Balancing Efficiency and Expressiveness: Subgraph GNNs with Walk-Based Centrality

Published: 01 May 2025, Last Modified: 18 Jun 2025ICML 2025 posterEveryoneRevisionsBibTeXCC BY 4.0
TL;DR: We introduce a framework which drastically reduces the computational cost of Subgraph GNNs by leveraging walk-based centralities, both as an effective subgraph sampling strategy and as a form of powerful Structural Encoding.
Abstract: Subgraph GNNs have emerged as promising architectures that overcome the expressiveness limitations of Graph Neural Networks (GNNs) by processing bags of subgraphs. Despite their compelling empirical performance, these methods are afflicted by a high computational complexity: they process bags whose size grows linearly in the number of nodes, hindering their applicability to larger graphs. In this work, we propose an effective and easy-to-implement approach to dramatically alleviate the computational cost of Subgraph GNNs and unleash broader applications thereof. Our method, dubbed HyMN, leverages walk-based centrality measures to sample a small number of relevant subgraphs and drastically reduce the bag size. By drawing a connection to perturbation analysis, we highlight the strength of the proposed centrality-based subgraph sampling, and further prove that these walk-based centralities can be additionally used as Structural Encodings for improved discriminative power. A comprehensive set of experimental results demonstrates that HyMN provides an effective synthesis of expressiveness, efficiency, and downstream performance, unlocking the application of Subgraph GNNs to dramatically larger graphs. Not only does our method outperform more sophisticated subgraph sampling approaches, it is also competitive, and sometimes better, than other state-of-the-art approaches for a fraction of their runtime.

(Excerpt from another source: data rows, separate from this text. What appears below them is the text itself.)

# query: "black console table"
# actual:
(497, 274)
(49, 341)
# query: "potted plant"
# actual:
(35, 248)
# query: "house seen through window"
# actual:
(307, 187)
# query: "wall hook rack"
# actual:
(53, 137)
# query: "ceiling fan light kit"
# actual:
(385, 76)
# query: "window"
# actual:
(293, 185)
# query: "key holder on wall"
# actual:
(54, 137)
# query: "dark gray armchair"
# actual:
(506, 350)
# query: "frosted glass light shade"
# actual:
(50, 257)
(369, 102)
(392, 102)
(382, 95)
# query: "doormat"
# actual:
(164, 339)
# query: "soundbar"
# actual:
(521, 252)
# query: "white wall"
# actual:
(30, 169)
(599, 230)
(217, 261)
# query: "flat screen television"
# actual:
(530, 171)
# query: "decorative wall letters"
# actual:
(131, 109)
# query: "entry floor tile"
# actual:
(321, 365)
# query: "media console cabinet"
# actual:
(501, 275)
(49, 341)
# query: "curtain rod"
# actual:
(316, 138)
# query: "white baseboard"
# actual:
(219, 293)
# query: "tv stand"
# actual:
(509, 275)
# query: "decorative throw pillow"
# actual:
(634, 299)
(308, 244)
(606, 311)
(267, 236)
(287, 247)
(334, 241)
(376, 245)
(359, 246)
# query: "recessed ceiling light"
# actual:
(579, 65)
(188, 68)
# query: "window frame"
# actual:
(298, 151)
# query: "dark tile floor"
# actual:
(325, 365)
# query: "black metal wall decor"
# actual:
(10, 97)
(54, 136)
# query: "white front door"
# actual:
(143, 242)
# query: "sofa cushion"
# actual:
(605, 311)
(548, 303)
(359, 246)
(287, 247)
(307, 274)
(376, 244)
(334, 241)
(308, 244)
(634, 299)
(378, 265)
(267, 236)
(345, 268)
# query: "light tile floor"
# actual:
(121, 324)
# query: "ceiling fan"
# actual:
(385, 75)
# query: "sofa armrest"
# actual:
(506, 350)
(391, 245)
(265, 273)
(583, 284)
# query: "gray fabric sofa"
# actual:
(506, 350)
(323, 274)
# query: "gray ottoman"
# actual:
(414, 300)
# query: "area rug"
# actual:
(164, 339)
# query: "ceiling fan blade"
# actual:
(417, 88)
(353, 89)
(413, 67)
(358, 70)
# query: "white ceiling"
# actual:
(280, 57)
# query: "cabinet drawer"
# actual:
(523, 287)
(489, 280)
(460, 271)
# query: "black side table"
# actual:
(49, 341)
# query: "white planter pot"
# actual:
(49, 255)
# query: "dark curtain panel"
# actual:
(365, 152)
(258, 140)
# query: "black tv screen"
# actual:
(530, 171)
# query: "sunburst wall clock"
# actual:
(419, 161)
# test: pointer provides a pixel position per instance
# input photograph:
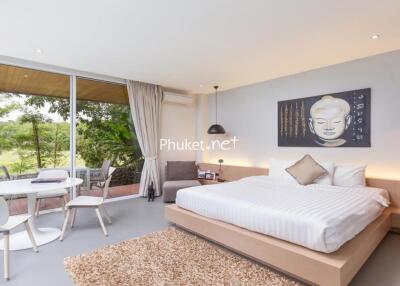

Lay Summary: Graph Neural Networks (GNNs) are powerful tools used to analyze data that’s structured like a network—think social networks, molecules, or transportation systems. However, standard GNNs often fall short when it comes to capturing the full complexity of these structures. A newer class of models, called Subgraph GNNs, improves this by analyzing smaller, overlapping parts of the graph. The problem? These models can be computationally expensive, especially as the graphs grow larger, because they analyze many subgraphs per node. This work introduces HyMN, a simple yet effective way to cut down the computational cost. Instead of blindly analyzing lots of subgraphs, HyMN uses measures based on how "important" or "central" nodes are—based on how walks through the graph behave—to focus only on the most relevant parts. These centrality-based measures also turn out to help the model better understand the structure of the graph. Experiments show that HyMN is both faster and often more accurate than more complex alternatives, making it possible to apply Subgraph GNNs to much larger datasets than before.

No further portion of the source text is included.